This week there was an article in the NY Times (in the fashion and style section, but that’s another story) asking whether Dads are taking over on the home front. It was prompted by some census statistics that there are now 176,000 dads in the US who have left the workforce entirely to raise children. That made me look at our own data, here in Australia, to see how we compare.
And Channel 9 has a new show called Househusbands, to cash in on the new trend.
So how do our stay-at-home dads compare?
According to the 2009-10 Family Characteristics Survey, in Australia, there were 2,290,000 couple families with dependent children (with 4,438,000 dependent children). There are another 471,000 lone mother families, and 84,000 lone father families. That’s a total of 2,845,000 families with 5,370,000 dependent children.

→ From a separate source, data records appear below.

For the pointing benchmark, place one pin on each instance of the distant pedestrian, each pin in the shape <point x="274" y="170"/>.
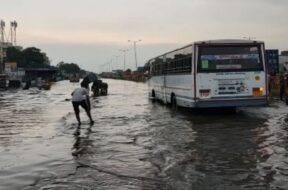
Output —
<point x="282" y="86"/>
<point x="85" y="84"/>
<point x="79" y="98"/>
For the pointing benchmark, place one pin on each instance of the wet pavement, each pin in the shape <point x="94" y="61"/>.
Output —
<point x="137" y="144"/>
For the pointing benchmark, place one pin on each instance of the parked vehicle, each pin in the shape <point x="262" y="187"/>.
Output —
<point x="205" y="74"/>
<point x="4" y="82"/>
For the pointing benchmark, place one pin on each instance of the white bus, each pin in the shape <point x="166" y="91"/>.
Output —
<point x="216" y="73"/>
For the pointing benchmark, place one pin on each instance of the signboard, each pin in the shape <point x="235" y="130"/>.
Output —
<point x="272" y="58"/>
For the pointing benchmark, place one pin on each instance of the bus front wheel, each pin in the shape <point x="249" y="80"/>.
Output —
<point x="173" y="102"/>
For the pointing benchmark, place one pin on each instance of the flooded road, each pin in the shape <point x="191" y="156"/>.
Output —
<point x="137" y="144"/>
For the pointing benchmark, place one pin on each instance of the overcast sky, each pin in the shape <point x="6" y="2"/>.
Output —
<point x="90" y="32"/>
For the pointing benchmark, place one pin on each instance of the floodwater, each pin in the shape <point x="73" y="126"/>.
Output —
<point x="137" y="144"/>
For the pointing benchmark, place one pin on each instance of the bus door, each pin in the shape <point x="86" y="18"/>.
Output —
<point x="229" y="72"/>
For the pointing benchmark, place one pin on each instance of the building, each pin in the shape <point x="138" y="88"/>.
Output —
<point x="283" y="62"/>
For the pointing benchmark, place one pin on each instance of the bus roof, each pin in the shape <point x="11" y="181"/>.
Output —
<point x="218" y="41"/>
<point x="228" y="41"/>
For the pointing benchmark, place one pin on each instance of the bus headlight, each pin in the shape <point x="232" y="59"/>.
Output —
<point x="258" y="91"/>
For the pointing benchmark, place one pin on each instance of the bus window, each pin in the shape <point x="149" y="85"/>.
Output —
<point x="230" y="58"/>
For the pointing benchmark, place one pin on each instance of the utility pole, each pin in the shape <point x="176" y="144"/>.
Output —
<point x="124" y="55"/>
<point x="2" y="28"/>
<point x="116" y="60"/>
<point x="135" y="52"/>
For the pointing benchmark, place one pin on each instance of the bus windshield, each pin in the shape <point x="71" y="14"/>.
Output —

The traditional view of the stay-at-home dad is the dad who stays at home looking after the kids while the mother works. In 2009-10, around 11% of all stay at home parents with dependent children were stay at home dads (whether in single parent or dual parent families). And 4% of all couple families with dependent children have a stay at home dad. That’s more than I expected it to be, and certainly a lot more than the US proportionately (not counting the households with two non working parents, there are 106,000 dads with dependent children in Australia who aren’t working).
We’re not Sweden yet, though
In Australia, both parents (with permanent jobs) are eligible for unpaid parental leave of a total of 12 months, which they can share between them. So dads can start being the primary carer from the beginning if they choose. And there is a paid parental leave scheme for primary carers who were working before the child was born, and who earned less than $150,000 in that year. The parent who takes both forms of leave, though, is overwhelmingly the mother. It is often a rational decision to disrupt one persons job, rather than two. And that tends to lead to the mother continuing as the primary carer even if she works part or full time.
In Sweden, this dynamic has been changed by a rule that two months of the (paid) parental leave available can only be taken by the father, so the vast majority of Swedish fathers have had some time as the primary carer for their children. I imagine the Swedish stay at home dad percentage is still a bit higher than ours.